Thursday, March 31, 2016

Relative Deprivation: Student Examples

By Mark Heintz

Over the summer, I read David and Goliath: Underdogs, Misfits, and the Art of Battling Giants by Malcolm Gladwell. One of the things that struck me was the concept of relative deprivation. Relative deprivation is when people compare themselves to others and feel they are inferior based on other's ability. I see this clearly in coaching running. Many students will not even come out to the sport because they can very visibly compare their mile time to other students. They do not see they can improve and therefore, do not come out for the sport.
 
I then read an article about using student work and examples to help students achieve.  You can read the overview of the article here.  The article contends that using only exemplary student examples can lead to very negative consequences.  I believe the student examples I have used led to negative consequences.  At first, I felt I was a good teacher because I used students examples.  I showed low, mid, and high examples.  However, I spent most of the time on the best examples.  I feel and students love to see what a 100% looks like.
  
The problem with the A, the best, and the 100%, is it is unrealistic.  One of the classes I teach is AP World.  The highest score a student can get on an essay is a nine.  I have been to the AP reading and I graded somewhere around one-thousand essays.  I graded only one nine. One nine out of a thousand.  Furthermore, a student can get a five out of nine on the essays and still be on their way to getting the highest score on the AP exam.  

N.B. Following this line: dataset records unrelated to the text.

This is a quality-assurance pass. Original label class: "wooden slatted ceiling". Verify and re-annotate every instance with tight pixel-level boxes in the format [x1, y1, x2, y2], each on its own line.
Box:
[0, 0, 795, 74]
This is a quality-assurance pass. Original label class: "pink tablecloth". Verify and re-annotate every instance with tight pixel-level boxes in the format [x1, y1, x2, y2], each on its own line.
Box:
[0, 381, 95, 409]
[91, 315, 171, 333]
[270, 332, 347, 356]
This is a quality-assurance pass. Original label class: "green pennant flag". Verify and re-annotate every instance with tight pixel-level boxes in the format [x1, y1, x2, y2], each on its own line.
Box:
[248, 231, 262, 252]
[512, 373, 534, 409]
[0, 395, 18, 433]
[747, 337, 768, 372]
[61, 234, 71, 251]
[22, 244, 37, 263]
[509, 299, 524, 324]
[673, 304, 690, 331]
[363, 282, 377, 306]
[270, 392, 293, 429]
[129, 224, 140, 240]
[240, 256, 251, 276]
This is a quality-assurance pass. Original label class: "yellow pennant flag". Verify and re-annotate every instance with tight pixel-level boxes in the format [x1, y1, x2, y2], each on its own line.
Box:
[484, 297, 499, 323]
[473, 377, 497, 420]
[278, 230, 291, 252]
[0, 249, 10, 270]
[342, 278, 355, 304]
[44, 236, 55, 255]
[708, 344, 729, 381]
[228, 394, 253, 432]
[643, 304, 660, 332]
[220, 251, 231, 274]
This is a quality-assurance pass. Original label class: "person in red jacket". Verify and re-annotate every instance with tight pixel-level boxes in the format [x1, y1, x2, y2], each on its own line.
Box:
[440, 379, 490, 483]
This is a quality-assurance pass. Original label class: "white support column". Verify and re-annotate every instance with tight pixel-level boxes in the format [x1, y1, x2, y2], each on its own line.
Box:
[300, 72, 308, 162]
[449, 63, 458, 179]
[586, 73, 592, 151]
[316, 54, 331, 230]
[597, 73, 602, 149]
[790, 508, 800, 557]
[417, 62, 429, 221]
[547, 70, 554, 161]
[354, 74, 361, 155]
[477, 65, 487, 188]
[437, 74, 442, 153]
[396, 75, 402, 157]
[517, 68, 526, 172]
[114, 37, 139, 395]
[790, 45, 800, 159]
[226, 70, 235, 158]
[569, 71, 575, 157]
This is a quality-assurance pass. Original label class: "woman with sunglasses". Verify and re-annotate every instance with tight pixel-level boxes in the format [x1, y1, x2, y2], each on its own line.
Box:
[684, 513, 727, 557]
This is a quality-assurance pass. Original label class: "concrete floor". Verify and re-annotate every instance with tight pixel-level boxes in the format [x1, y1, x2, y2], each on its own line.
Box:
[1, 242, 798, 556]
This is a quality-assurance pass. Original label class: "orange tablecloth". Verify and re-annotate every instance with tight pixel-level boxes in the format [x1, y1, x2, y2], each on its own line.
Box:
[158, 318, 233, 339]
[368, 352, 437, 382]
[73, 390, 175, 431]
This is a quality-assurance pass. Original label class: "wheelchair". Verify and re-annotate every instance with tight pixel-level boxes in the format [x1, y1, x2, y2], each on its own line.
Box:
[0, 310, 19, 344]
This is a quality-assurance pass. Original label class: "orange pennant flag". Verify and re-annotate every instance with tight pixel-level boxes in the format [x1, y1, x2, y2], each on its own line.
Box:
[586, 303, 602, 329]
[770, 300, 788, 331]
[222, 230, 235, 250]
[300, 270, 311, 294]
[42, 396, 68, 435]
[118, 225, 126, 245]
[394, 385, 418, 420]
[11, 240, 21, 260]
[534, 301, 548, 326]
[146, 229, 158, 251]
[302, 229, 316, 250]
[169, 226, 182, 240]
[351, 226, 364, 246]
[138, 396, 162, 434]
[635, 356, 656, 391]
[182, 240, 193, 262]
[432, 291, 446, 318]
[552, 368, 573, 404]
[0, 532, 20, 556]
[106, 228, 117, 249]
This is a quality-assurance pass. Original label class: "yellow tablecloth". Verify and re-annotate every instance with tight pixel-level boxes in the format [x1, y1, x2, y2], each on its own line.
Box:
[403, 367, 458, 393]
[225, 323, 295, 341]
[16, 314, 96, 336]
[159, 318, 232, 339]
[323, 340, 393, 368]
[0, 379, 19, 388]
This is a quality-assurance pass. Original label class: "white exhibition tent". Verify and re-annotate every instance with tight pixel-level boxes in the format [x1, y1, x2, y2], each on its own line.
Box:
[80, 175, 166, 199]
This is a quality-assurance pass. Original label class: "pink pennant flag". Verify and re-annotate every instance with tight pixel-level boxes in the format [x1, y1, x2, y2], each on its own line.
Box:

It is hard to be perfect.  I think it is harder to show kids an essay at their ability that is below the best and be okay with it. Sometimes it feels we are lowering the bar.  Last year in AP, I showed more of the five out of nine essays and my scores went up.  Kids were not confused or looking at an unobtainable writing sample.  

One of the best changes the Human Geography PLT made this semester was norming the average writing.  It took time and discussions about what we thought the average student's writing should be. We started with the average and worked up.  The result is being able to show more student samples at the average level. The process helped me guide students to better writing and meet them where they are.